You’re probably overpaying the bills you have to pay each month. But you can cut those expenses down, without sacrificing anything. Maybe even enough to cover that window your kid just smashed with a ball. Definitely enough to grow your emergency fund a meaningful amount.

So, when’s the last time you checked car insurance prices?

You should shop your options every six months or so — it could save you some serious money. Let’s be real, though. It’s probably not the first thing you think about when you wake up. But it doesn’t have to be.

A website called Insure.com makes it super easy to compare car insurance prices. All you have to do is enter your ZIP code and your age, and it’ll show you your options.

Using Insure.com, people have saved an average of $540 a year.

Yup. That could be $500 back in your pocket just for taking a few minutes to look at your options.

3. Earn Up to $225 in Easy, Extra Cash

If we told you you could get free money just for watching videos on your computer, you’d probably laugh. It’s too good to be true, right? But we’re serious. You can really add up to a few hundred bucks to your emergency savings with some mindless entertainment.

A website called InboxDollars will pay you to watch short video clips online. One minute you might watch someone bake brownies and the next you might get the latest updates on Kardashian drama.

All you have to do is choose which videos you want to watch and answer a few quick questions about them afterward. Brands pay InboxDollars to get these videos in front of viewers, and it passes a cut onto you.

InboxDollars won’t make you rich, but it’s possible to get up to $225 per month watching these videos. It’s already paid its users more than $56 million.

It takes about one minute to sign up, and you’ll immediately earn a $5 bonus to get you started.

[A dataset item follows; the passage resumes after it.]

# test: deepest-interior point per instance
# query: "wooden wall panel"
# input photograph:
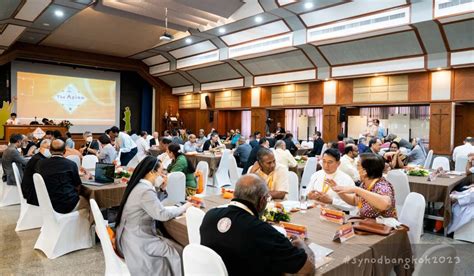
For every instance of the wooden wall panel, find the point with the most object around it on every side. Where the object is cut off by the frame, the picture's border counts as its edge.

4. Ask This Website to Pay Your Credit Card Bill This Month

Just by paying the minimum amount on your credit cards, you are extending the life of your debt exponentially — not to mention the hundreds (or thousands) of dollars you’re wasting on interest payments. You could be using that money to beef up your emergency savings, instead.

The truth is, your credit card company is happy to let you pay just the minimum every month. It’s getting rich by ripping you off with high interest rates — some up to nearly 30%. But a website called AmOne wants to help.

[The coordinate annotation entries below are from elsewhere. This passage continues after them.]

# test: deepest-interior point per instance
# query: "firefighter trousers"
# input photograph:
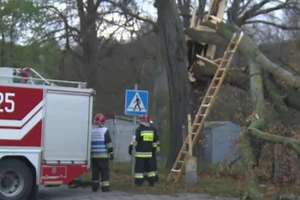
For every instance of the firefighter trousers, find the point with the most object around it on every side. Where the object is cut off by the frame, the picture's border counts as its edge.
(154, 163)
(144, 170)
(100, 166)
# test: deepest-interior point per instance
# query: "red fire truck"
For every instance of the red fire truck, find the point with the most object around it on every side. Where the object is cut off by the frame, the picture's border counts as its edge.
(45, 128)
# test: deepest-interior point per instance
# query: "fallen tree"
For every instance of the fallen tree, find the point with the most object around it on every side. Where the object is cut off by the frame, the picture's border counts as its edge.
(261, 70)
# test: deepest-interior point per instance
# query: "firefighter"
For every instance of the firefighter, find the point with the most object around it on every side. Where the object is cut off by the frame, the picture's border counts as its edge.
(145, 140)
(102, 151)
(155, 150)
(25, 74)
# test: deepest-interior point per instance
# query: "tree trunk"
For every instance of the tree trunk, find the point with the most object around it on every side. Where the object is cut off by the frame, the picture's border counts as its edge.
(250, 50)
(185, 11)
(89, 41)
(3, 61)
(175, 62)
(251, 147)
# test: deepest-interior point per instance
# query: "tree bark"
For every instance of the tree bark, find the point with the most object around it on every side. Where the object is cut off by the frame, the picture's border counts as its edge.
(3, 61)
(251, 147)
(87, 13)
(173, 53)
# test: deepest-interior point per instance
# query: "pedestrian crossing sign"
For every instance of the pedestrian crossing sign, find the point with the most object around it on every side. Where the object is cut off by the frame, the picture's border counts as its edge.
(136, 102)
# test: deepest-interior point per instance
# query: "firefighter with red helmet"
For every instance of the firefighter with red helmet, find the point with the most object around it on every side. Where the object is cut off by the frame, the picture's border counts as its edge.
(145, 140)
(102, 151)
(25, 74)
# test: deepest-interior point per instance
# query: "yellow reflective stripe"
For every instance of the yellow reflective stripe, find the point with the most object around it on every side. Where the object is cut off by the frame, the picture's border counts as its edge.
(109, 145)
(157, 149)
(138, 175)
(105, 183)
(151, 174)
(143, 154)
(148, 136)
(99, 155)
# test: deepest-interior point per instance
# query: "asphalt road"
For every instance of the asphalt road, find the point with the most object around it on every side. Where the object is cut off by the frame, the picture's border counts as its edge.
(63, 193)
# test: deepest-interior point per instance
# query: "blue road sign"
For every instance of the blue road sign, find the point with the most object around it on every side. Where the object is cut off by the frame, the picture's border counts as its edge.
(136, 102)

If you owe your credit card companies $50,000 or less, AmOne will match you with a low-interest loan you can use to pay off every single one of your balances.

The benefit? You’ll be left with one bill to pay each month. And because personal loans have lower interest rates (AmOne rates start at 3.49% APR), you’ll get out of debt that much faster. Plus: No credit card payment this month.

AmOne keeps your information confidential and secure, which is probably why after 20 years in business, it still has an A+ rating with the Better Business Bureau.

It takes two minutes to see if you qualify for up to $50,000 online. You do need to give AmOne a real phone number in order to qualify, but don’t worry — they won’t spam you with phone calls.

5. Get a Side Gig And Make More Money

Let’s face it — if your monthly income is less than what your monthly expenses are (and you’ve run out of things to cut), you need more money.

Well, we all could use more money. And by earning a little bit extra each month, we could make sure we’re never taken by surprise when an ER visit tries to drain our savings.

Luckily, earning money has never been easier with the rise of the “Gig Economy”. Here are 31 simple ways to make money online. Which one could you do to pad your emergency savings?

This was originally published on The Penny Hoarder, which helps millions of readers worldwide earn and save money by sharing unique job opportunities, personal stories, freebies and more. The Inc. 5000 ranked The Penny Hoarder as the fastest-growing private media company in the U.S. in 2017.